その機能は、生物が自らを守るために身につけたものなのですが、それを人間は薬という形で利用するようになります。始めは原住民から、そしてそれに目をつけた先進国の製薬会社へと利用者が広がっていきます。利用者が広がっていけば、その生物を多く捕っていかねばなりません。
機能を持った生物の多くは、発展途上国に存在しています。彼らは、生物にどのような機能があるのかということよりも、今その生物が高値で売れるという直近の暮らしを考え、より多く採取しようと考えるようになりました。その結果として、一部の生物は絶滅が危惧されるまでに激減してしまう結果をもたらします。
そういった多様な生物の生態系を守り、機能を自分たちが将来にわたって、みんなが納得する形で利用し続けるにはどうしたらいいのかを話し合う国際会議がCOP10であり、2010年に名古屋国際会議場で日本が議長国として行なわれました。

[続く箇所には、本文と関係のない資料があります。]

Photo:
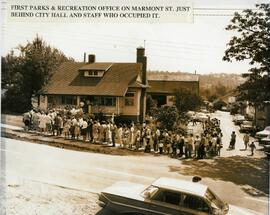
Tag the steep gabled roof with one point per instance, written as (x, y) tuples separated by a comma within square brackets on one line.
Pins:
[(69, 80)]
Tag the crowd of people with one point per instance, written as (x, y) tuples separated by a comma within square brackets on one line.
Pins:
[(71, 123)]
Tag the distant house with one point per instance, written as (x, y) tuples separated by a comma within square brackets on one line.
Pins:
[(113, 88), (164, 84)]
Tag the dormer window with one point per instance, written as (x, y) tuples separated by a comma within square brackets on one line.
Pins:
[(93, 73)]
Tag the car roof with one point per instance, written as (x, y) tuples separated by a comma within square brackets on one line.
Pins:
[(194, 188)]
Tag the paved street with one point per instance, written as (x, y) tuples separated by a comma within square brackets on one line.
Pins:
[(73, 177)]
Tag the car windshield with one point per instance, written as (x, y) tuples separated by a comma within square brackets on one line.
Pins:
[(213, 199), (149, 191)]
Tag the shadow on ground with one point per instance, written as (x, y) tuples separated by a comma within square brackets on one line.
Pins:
[(242, 171)]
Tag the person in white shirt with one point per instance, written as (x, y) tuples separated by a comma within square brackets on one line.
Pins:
[(84, 126)]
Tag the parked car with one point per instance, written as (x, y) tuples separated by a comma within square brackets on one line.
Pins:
[(166, 196), (239, 119), (247, 126), (262, 134)]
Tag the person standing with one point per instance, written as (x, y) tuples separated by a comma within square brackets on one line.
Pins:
[(196, 146), (113, 130), (233, 140), (252, 147), (27, 120), (246, 140), (138, 138), (90, 130), (84, 126), (189, 145), (156, 136), (120, 135)]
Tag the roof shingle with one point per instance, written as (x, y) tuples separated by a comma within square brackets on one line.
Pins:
[(70, 81)]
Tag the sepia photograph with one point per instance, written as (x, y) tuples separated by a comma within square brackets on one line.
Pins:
[(135, 107)]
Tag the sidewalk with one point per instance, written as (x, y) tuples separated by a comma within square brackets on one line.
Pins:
[(15, 132)]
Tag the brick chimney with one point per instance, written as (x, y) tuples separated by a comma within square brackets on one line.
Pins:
[(143, 60), (91, 58)]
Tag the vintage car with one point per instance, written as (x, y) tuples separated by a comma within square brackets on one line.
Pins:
[(262, 134), (166, 196), (238, 119)]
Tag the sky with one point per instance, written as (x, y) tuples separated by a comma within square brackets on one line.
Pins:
[(184, 47)]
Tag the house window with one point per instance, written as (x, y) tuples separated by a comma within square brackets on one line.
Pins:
[(50, 99), (129, 99), (69, 100), (104, 101)]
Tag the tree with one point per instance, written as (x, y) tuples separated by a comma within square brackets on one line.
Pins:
[(27, 73), (252, 43), (186, 100)]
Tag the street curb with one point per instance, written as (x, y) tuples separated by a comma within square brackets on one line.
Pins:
[(67, 144)]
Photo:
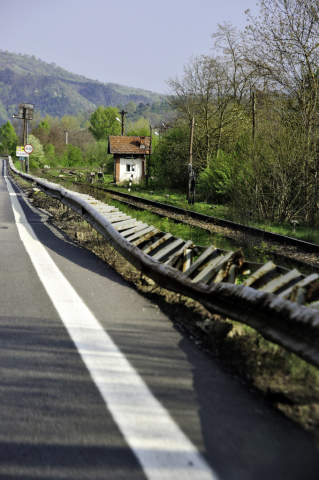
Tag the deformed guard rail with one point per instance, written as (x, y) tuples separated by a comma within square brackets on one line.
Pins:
[(270, 300)]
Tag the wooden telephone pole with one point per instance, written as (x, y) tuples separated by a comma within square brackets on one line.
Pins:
[(149, 159), (123, 113)]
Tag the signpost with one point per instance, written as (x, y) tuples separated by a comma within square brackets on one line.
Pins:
[(22, 155), (25, 113), (28, 148)]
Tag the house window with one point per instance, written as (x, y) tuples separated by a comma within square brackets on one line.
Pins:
[(129, 168)]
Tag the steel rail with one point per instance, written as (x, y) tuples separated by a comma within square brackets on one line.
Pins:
[(275, 237), (280, 320)]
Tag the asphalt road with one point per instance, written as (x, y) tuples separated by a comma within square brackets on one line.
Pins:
[(97, 383)]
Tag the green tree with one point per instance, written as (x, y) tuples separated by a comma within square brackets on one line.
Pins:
[(104, 123), (8, 139), (96, 153), (73, 156), (45, 125), (37, 156)]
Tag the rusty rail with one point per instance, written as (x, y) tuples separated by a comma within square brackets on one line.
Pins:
[(269, 300), (264, 234)]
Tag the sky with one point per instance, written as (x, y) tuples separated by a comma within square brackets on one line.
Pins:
[(137, 43)]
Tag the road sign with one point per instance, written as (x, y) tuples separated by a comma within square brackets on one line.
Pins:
[(28, 148), (20, 152)]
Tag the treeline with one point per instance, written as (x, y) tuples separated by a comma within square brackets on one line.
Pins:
[(71, 141), (255, 103)]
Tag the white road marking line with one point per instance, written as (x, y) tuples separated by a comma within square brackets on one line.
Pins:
[(163, 450)]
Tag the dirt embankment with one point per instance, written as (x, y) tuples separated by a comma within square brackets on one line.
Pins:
[(286, 381)]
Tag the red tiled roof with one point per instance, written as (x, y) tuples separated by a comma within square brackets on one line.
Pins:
[(129, 145)]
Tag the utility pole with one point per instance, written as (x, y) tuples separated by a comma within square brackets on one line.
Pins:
[(254, 114), (191, 173), (25, 136), (123, 113), (149, 158), (191, 141)]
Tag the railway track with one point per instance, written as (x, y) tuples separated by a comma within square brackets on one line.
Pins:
[(207, 220), (271, 298), (283, 249)]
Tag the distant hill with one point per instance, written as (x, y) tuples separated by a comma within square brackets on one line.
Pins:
[(55, 91)]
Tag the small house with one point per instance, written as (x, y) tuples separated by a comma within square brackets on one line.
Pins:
[(129, 156)]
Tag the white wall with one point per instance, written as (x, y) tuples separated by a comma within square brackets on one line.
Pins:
[(137, 174)]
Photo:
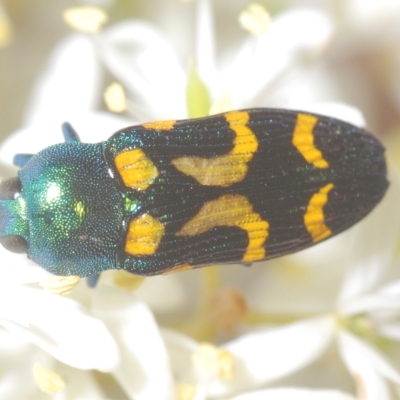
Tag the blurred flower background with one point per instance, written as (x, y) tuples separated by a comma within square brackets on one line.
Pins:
[(324, 323)]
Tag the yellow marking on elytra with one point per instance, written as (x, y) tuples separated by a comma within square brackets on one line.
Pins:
[(136, 170), (160, 125), (227, 169), (144, 235), (303, 140), (231, 210), (178, 268), (314, 218)]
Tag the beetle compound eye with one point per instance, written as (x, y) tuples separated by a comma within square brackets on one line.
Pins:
[(14, 243), (10, 189)]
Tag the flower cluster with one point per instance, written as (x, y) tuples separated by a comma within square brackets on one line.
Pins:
[(321, 324)]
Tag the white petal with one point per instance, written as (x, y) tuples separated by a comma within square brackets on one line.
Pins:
[(91, 127), (162, 294), (144, 371), (260, 61), (70, 84), (180, 349), (264, 356), (17, 269), (365, 362), (16, 368), (342, 111), (373, 246), (294, 394), (390, 330), (59, 326), (205, 41), (140, 57)]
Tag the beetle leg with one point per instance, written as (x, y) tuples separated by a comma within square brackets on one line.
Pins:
[(21, 159)]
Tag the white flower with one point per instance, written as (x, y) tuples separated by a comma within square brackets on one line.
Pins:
[(278, 69)]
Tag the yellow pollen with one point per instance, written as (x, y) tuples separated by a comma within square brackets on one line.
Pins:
[(46, 380), (211, 360), (255, 19)]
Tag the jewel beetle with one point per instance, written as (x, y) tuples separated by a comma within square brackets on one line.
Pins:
[(238, 187)]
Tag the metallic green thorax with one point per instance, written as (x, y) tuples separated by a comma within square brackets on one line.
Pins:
[(236, 187), (73, 208)]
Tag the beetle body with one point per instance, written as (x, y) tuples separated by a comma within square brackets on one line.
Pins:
[(243, 186)]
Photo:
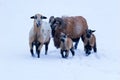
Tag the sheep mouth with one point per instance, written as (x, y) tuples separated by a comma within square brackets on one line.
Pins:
[(38, 24)]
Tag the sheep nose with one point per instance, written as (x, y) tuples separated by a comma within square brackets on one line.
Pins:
[(38, 23)]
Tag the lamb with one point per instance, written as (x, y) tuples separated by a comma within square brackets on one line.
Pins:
[(75, 26), (39, 34), (66, 45), (89, 42)]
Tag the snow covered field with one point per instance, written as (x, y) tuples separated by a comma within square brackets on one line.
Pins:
[(16, 62)]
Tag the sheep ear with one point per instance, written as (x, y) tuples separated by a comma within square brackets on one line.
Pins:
[(63, 24), (51, 19), (32, 17), (93, 30), (43, 17)]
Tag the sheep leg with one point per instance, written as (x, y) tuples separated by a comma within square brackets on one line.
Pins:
[(61, 51), (37, 46), (39, 49), (95, 48), (67, 53), (72, 51), (76, 42), (46, 47), (31, 48)]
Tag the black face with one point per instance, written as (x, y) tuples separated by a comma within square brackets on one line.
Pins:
[(89, 33), (63, 37), (54, 24)]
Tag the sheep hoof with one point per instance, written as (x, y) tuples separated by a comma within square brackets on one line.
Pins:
[(87, 54), (32, 52)]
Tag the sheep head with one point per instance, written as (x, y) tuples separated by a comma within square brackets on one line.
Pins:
[(38, 19), (63, 37), (56, 23), (89, 33)]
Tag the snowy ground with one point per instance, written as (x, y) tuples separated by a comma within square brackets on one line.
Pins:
[(17, 63)]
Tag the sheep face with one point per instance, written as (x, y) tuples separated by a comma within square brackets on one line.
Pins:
[(89, 33), (63, 37), (38, 19), (55, 23)]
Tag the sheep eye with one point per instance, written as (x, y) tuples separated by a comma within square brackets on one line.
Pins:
[(35, 17)]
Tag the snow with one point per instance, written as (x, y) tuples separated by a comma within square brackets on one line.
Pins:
[(17, 63)]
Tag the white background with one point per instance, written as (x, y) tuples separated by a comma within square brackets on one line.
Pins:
[(16, 62)]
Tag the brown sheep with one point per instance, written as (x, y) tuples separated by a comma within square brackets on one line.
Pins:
[(66, 45), (89, 41), (39, 34), (74, 27)]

その場で主に議論となったのは、先進国が主に発展途上国から採取している生物資源の利益配分に関する国際的な枠組みを作ることにあります。この問題は国の利益に直結する問題なので利害が対立しやすくとりまとめることは困難であると言われてきて、実際にそうなりました。環境問題であることは認識しつつも、自分たちが損になるようなことはできるだけ避けたいという相反する思いを結びつける必要が議長国である日本にはあったのです。

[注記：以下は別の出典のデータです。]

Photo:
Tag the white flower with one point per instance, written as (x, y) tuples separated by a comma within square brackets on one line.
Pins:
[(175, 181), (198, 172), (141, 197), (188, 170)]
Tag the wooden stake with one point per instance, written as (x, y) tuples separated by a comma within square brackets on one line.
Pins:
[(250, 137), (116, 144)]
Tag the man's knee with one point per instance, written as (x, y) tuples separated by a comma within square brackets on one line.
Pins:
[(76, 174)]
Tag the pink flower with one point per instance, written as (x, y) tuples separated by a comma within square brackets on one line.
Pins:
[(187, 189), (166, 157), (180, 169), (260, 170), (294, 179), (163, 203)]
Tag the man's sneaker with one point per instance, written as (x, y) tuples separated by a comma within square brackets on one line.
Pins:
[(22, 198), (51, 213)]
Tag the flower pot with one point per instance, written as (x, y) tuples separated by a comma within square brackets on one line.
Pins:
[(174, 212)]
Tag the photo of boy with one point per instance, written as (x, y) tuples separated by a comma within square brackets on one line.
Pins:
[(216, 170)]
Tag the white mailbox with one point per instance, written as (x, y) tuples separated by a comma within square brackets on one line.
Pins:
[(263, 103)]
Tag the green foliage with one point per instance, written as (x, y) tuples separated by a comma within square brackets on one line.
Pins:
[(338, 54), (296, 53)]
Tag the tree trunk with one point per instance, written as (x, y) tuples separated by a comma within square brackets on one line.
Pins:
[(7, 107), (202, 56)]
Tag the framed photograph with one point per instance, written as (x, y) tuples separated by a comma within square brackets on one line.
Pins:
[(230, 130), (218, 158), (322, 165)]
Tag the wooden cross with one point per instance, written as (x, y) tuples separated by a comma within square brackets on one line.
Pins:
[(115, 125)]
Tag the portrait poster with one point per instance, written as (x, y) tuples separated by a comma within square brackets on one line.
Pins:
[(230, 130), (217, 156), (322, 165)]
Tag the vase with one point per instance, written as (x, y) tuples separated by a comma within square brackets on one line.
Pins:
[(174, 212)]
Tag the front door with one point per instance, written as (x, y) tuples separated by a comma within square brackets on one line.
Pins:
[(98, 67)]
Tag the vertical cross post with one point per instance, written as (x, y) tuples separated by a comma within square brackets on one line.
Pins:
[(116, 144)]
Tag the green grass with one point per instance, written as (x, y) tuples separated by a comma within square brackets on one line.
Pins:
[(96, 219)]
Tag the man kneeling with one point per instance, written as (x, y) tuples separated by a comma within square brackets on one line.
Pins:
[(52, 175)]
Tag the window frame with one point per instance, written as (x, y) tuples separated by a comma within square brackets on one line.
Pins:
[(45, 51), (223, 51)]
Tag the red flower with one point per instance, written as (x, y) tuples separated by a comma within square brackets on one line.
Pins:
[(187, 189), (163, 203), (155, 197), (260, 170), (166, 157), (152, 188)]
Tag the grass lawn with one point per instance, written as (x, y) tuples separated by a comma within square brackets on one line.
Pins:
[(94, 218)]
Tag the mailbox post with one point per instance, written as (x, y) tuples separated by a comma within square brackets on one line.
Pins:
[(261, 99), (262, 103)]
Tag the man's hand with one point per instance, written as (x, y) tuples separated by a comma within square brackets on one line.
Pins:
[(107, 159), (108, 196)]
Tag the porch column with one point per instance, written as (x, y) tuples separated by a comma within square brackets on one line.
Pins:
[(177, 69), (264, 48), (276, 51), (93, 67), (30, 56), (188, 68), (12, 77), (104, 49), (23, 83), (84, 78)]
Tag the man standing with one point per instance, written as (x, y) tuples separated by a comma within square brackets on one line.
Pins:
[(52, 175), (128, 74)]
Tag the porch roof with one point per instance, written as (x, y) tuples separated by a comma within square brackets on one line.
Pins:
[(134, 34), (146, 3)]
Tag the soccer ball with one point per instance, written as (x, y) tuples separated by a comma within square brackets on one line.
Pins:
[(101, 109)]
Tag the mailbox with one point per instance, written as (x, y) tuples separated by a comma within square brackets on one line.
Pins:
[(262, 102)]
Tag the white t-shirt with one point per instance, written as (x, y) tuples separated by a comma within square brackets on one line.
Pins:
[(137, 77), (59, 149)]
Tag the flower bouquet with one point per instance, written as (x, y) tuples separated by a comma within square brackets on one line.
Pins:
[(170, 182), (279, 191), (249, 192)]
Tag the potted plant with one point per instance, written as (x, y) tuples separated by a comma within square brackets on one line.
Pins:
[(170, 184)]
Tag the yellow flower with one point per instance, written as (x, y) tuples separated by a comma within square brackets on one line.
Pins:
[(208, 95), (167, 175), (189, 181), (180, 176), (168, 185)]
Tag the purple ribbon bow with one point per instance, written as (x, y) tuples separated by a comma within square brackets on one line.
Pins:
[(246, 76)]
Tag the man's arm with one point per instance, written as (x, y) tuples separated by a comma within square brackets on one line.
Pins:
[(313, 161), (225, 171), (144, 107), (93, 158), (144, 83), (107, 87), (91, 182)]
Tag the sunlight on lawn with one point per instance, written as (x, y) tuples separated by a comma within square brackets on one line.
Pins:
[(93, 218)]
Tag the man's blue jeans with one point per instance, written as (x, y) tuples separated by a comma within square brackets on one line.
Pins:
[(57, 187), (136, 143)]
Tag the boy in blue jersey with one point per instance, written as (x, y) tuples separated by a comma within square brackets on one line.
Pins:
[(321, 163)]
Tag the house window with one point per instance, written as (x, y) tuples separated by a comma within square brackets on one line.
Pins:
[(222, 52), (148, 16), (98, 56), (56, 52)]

議論するうちに、この生物を薬品に使う際の資源国と利用国の利益配分に関して、以下のように様々な課題があることが浮き彫りになります。
(課題1)主な原産国以外から発見した生物から薬品が作られた等の国境をまたぐ場合に、原産国と発見した国のどちらが資源国となるのか。
(課題2)生物から採取した物質を人間が化学合成した場合には、資源国にどう配分するのか。
(課題3)条約が締結される以前にさかのぼって資源国から採取された生物を利用国が利益配分するべきか
どれも非常に重い問題であり、実際アメリカなどはこれらに独自の考えを持っているため条約に批准はしていません。非常に判断が難しい枠組み作りであり先進国と発展途上国の間の議論は平行線のまま閉幕期限に近づいていってしまいます。
このままだと議長国としての威信に関わる日本は、ここから素晴らしい仕事をすることになります。関係国が示した譲歩案をとりまとめ、見事に議長案を採択することに成功します。
その内容は、資源国の間で基金を設立し利用国はそこに生物資源やその知識を利用して得た利益を配分します。それを資源国の間で分配するのです。またさかのぼって利益を配分するかの決定と化学合成物質への適用は今回見送りとなり今後の継続審議となりました。
今回の採択は、利益をきちんと配分し資源国がその資金を利用して生物保護に取り組み、そして利用国はルールに則って薬品を利用できるという枠組みを作れたことに大きな意義があります。利害が交錯する中、世界の人々が同じ問題意識をもち、それを解決しようと努力した結晶なのです。その中で日本が議長国として果たした役割は本当に大きく、日本人として誇りに思います。
こうしてできた名古屋議定書は、まだ始まりに過ぎないことは誰もが思っていること。まずはしっかりと批准した国々でルールを適用し生物資源が守られているという実績を作らないと、これから先につながってはいきません。そういう意味で資金を提供する利用国も、その資金を利用する資源国も成果が求められるのです。